This dissertation examines the social functions of translation in Egypt from the Middle Kingdom through the Roman Period (ca. 2000 BCE-200 CE), focusing on the practice of translating texts from earlier into later phases of the Egyptian language. There are two main objectives for this study. First, I determine how translation developed, and second, I investigate how the practice of translation in Egyptian society changed over time. I accomplish this by situating the translations, which form the basis of my textual analysis, within their social contexts. This research establishes that translation was a part of a tradition of Egyptian interpretive processes, offers evidence for the continued social prestige of translation as an intellectual ability from the Pharaonic to Roman Periods, and contributes to the discussion of how broader linguistic developments affected the social use of language in Egypt.

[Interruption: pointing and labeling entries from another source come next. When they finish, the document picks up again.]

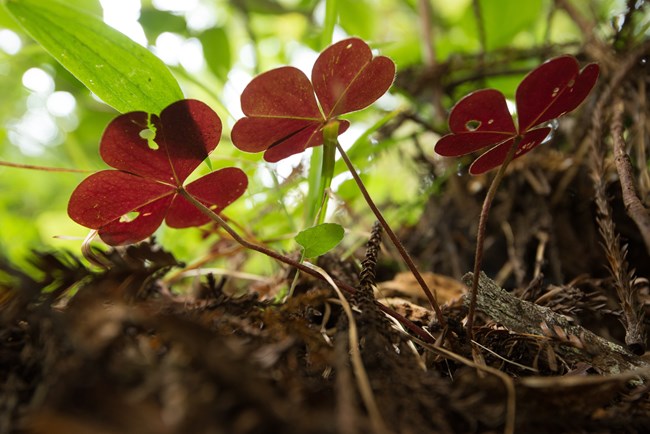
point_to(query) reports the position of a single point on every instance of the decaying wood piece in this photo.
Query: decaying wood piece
(524, 317)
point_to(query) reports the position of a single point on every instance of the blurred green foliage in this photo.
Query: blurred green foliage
(213, 48)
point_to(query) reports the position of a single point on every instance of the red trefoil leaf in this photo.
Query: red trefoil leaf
(286, 112)
(128, 204)
(481, 119)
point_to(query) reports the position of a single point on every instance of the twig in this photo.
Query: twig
(524, 317)
(511, 401)
(363, 382)
(396, 242)
(633, 205)
(480, 233)
(624, 67)
(633, 311)
(43, 168)
(281, 258)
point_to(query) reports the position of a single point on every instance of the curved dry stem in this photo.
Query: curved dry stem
(363, 382)
(43, 168)
(480, 233)
(286, 260)
(396, 242)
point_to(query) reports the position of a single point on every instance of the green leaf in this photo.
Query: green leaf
(505, 19)
(124, 74)
(216, 50)
(320, 239)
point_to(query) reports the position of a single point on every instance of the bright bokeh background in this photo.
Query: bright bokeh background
(214, 47)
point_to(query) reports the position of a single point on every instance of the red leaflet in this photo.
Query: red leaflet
(482, 119)
(127, 205)
(285, 112)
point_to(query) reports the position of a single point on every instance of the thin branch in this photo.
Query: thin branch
(396, 242)
(480, 233)
(633, 205)
(43, 168)
(285, 260)
(363, 382)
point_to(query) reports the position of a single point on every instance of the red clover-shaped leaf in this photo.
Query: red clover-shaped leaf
(285, 112)
(128, 204)
(481, 119)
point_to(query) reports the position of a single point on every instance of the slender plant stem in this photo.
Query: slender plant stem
(480, 233)
(396, 242)
(43, 168)
(281, 258)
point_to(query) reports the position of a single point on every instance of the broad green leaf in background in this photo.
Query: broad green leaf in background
(122, 73)
(320, 239)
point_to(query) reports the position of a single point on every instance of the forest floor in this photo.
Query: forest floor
(558, 343)
(125, 353)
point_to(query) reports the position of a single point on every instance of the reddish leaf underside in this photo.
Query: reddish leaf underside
(128, 205)
(283, 116)
(496, 155)
(554, 88)
(482, 119)
(186, 132)
(347, 78)
(478, 120)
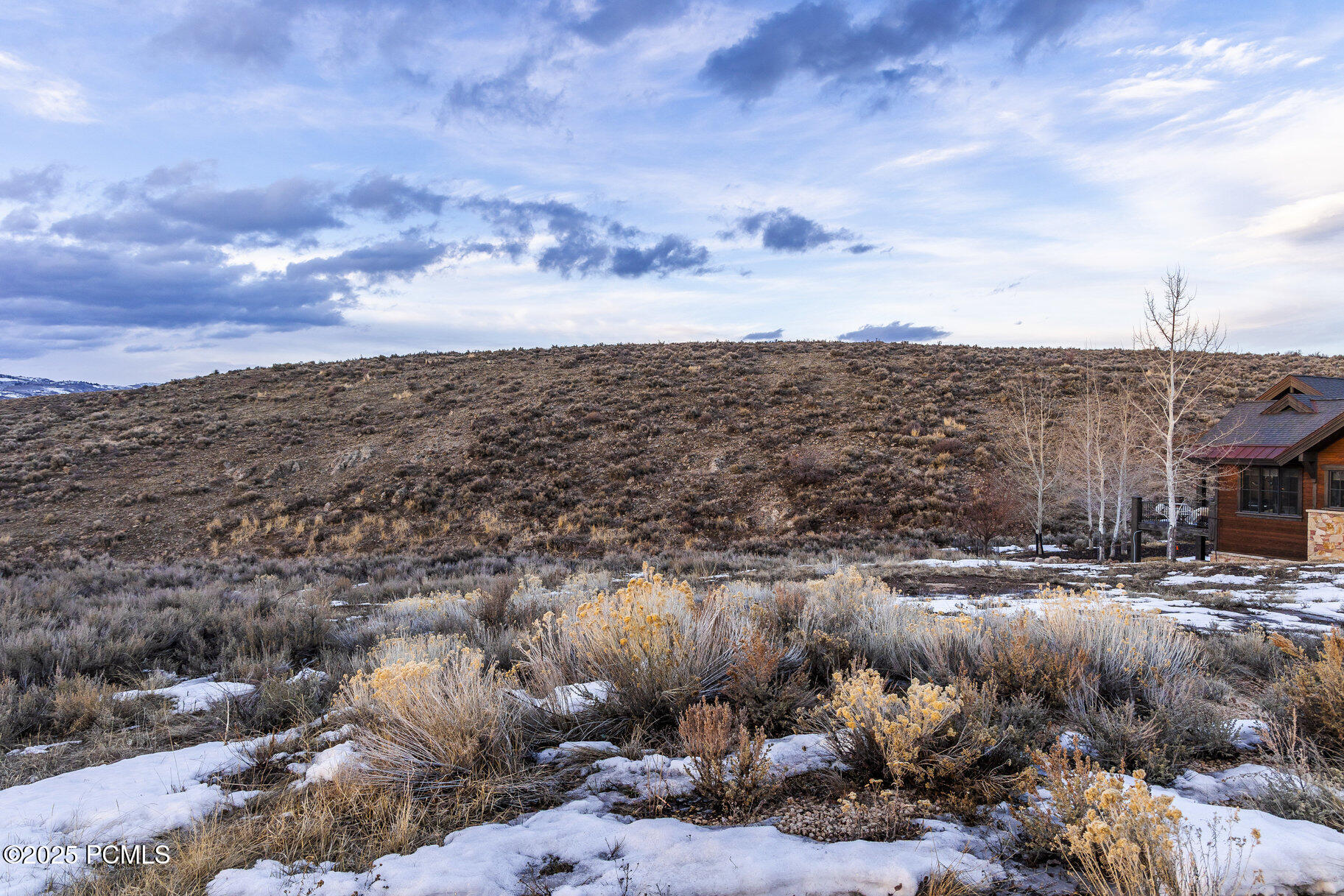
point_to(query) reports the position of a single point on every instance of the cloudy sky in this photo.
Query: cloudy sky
(200, 184)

In order to prove that there was a progression from interpretation to translation, I begin by analyzing the earliest attestations of Egyptian textual commentary from the Middle Kingdom. Then I compare those techniques to the ones found in translated texts of the Third Intermediate Period and later. I illustrate how the increased specialization of the traditional Middle Egyptian language after the New Kingdom led to the adoption of translation as a means of textual interpretation.
From the repeated attestations of interpreting in the biographies of high-ranking officials from Pharaonic Egypt, I conclude that Egyptians were interested in highlighting their intellectual aptitude as part of their elite identity. Educated scribes who were invested in transmitting and explaining complex texts thus valued translation as an scholarly pursuit, as it guaranteed that important ritual texts remained understandable to the general population over time.
Following the spread of Greek-Egyptian multilingualism from the Late Period onward, I contend that translation became an important feature of daily life and its function expanded beyond interpretation. By comparing the bilingual Rhind papyri and the Ptolemaic trilingual decrees, I argue that Middle Egyptian and its associated scripts were adopted alongside contemporary Demotic to invoke the religious and political authority of traditional Egyptian culture during the Ptolemaic Period.